# one-hot

In [1]:
import os
import numpy as np
import tensorflow as tf
import numpy as np

from tensorflow.keras.layers import Embedding

In [2]:
from own.loading import load_reviews_and_rids
from own.loading import load_train_test_rid_lists
from own.loading import load_RID_and_rating

from own.functions import get_matching_reviews

from own.vocab import load_vocab

from own.classification_preparation import create_tokenizer
from own.classification_preparation import reviews_to_string
from own.classification_preparation import encode_docs
from own.classification_preparation import define_model
from own.classification_preparation import predict_sentiment
from own.classification_pretrained import create_model
from own.classification_pretrained import encode_and_pad_seqs
from own.classification_pretrained import create_embedding_layer
from own.classification_pretrained import create_model
from own.classification_pretrained import calc_metrics

[nltk_data] Downloading package punkt to
[nltk_data]     C:\Users\janni\AppData\Roaming\nltk_data...
[nltk_data]   Package punkt is already up-to-date!


# Laden und Vorbereiten von Trainings- und Testset
Diese Schritte werden folglich bei jedem Modell unternommen.

In [3]:
vocab = load_vocab(os.path.join("data","vocabs","train_vocab.txt"))

In [4]:
directory = os.path.join("data", "reviews")
train_path = os.path.join(directory, "processed_trainset.txt")
test_path = os.path.join(directory, "processed_testset.txt")

texts_trainset, rids_trainset = load_reviews_and_rids(train_path)
texts_testset, rids_testset = load_reviews_and_rids(test_path)

File loaded successfully
File loaded successfully


In [5]:
train_docs = reviews_to_string(texts_trainset)
test_docs = reviews_to_string(texts_testset)

In [6]:
df_rating = load_RID_and_rating()
rid_values = np.array(df_rating.RID.values)
rating_values = np.array(df_rating.rating.values)
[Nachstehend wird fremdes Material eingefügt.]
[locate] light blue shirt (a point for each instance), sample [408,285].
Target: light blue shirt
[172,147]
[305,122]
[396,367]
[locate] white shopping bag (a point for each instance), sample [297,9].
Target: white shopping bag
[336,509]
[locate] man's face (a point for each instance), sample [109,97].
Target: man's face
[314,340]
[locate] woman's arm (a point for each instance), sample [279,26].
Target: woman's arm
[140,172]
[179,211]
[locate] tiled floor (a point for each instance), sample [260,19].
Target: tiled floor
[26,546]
ytrain, train_matching_RIDs = np.array(get_matching_reviews(rid_values, rating_values, rids_trainset))
ytest, test_matching_RIDs = np.array(get_matching_reviews(rid_values, rating_values, rids_testset))

File loaded successfully
Found 1800 of 1800 seached results
Found 200 of 200 seached results


# Tokenizer

*encode_and_pad_seqs* Wandelt die Sätze in eine Sequenz von Integers um. Hierbei werden alle an die Länge des längsten Reviews angepasst.


In [7]:
tokenizer_index, Xtrain, Xtest, vocab_size, max_length = encode_and_pad_seqs(train_docs, test_docs)

In [8]:
one_hot_encodings = tf.keras.utils.to_categorical(list(tokenizer_index.values()))
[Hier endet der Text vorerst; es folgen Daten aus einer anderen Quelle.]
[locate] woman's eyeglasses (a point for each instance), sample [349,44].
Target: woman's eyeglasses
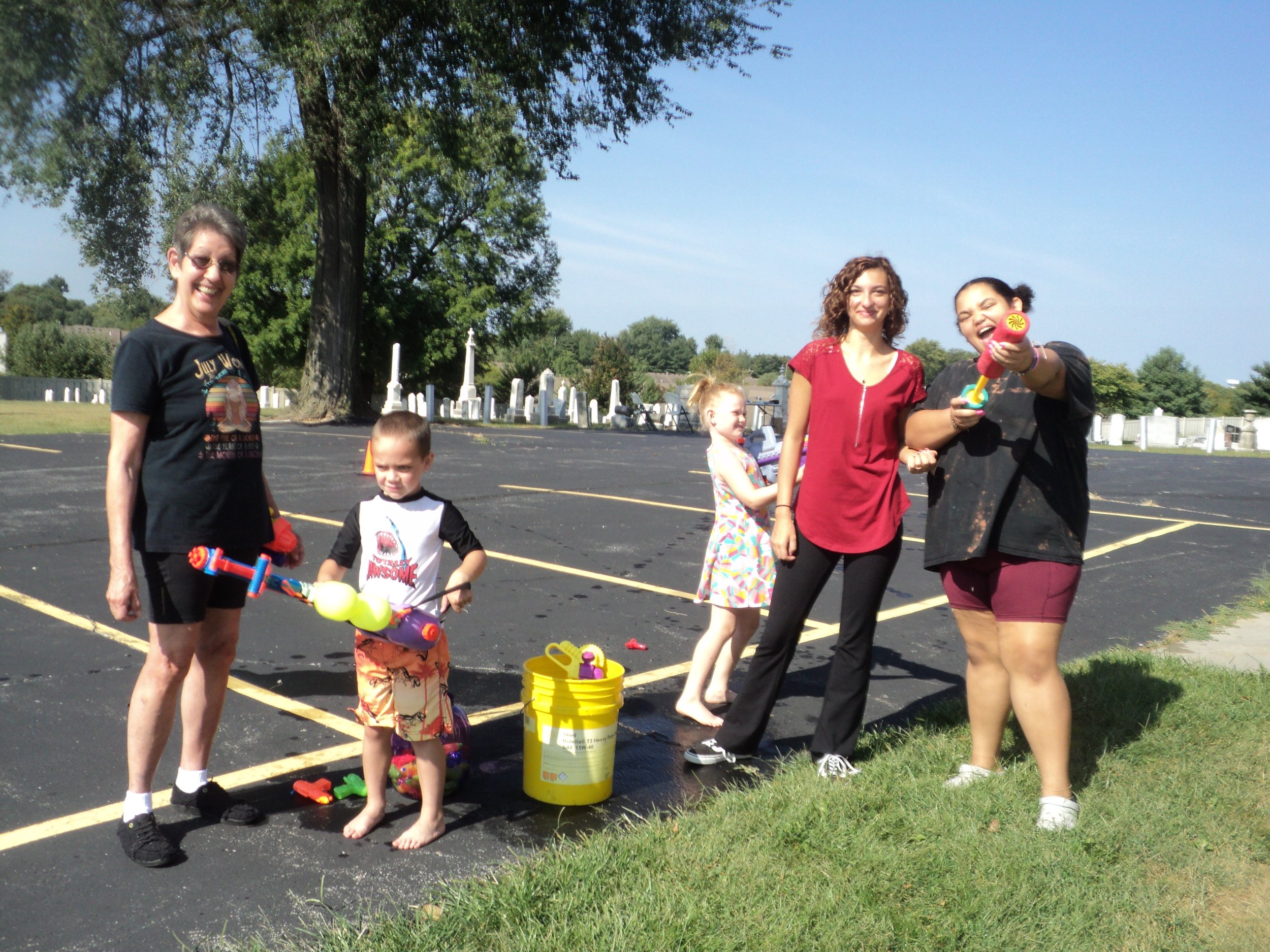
[205,262]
length = len(one_hot_encodings)+1
weight_matrix = np.zeros((length, len(one_hot_encodings[0])))
for word, i in tokenizer_index.items():
    if word in vocab:
        weight_matrix[i] = one_hot_encodings[i]

# Klassifikator

*create_model* erstellt aus einem übergebenen Embeddings Layer das gesamte Klassifikationsmodell.

In [9]:
embedding_layer = Embedding(vocab_size, len(one_hot_encodings[0]), weights=[weight_matrix], input_length=max_length, trainable=False)

In [10]:
# define model
one_hot_model = create_model(embedding_layer)

Model: "sequential"
_________________________________________________________________
Layer (type)                 Output Shape              Param #   
embedding (Embedding)        (None, 804, 13011)        169286121 
_________________________________________________________________
conv1d (Conv1D)              (None, 800, 128)          8327168   
_________________________________________________________________
max_pooling1d (MaxPooling1D) (None, 400, 128)          0         
_________________________________________________________________
flatten (Flatten)            (None, 51200)             0         
_________________________________________________________________
dense (Dense)                (None, 1)                 51201     
Total params: 177,664,490
Trainable params: 8,378,369
Non-trainable params: 169,286,121
_________________________________________________________________
None


## Fitting the Model to training data

In [None]:
%%time
one_hot_model.fit(Xtrain, ytrain, epochs=15, verbose=2)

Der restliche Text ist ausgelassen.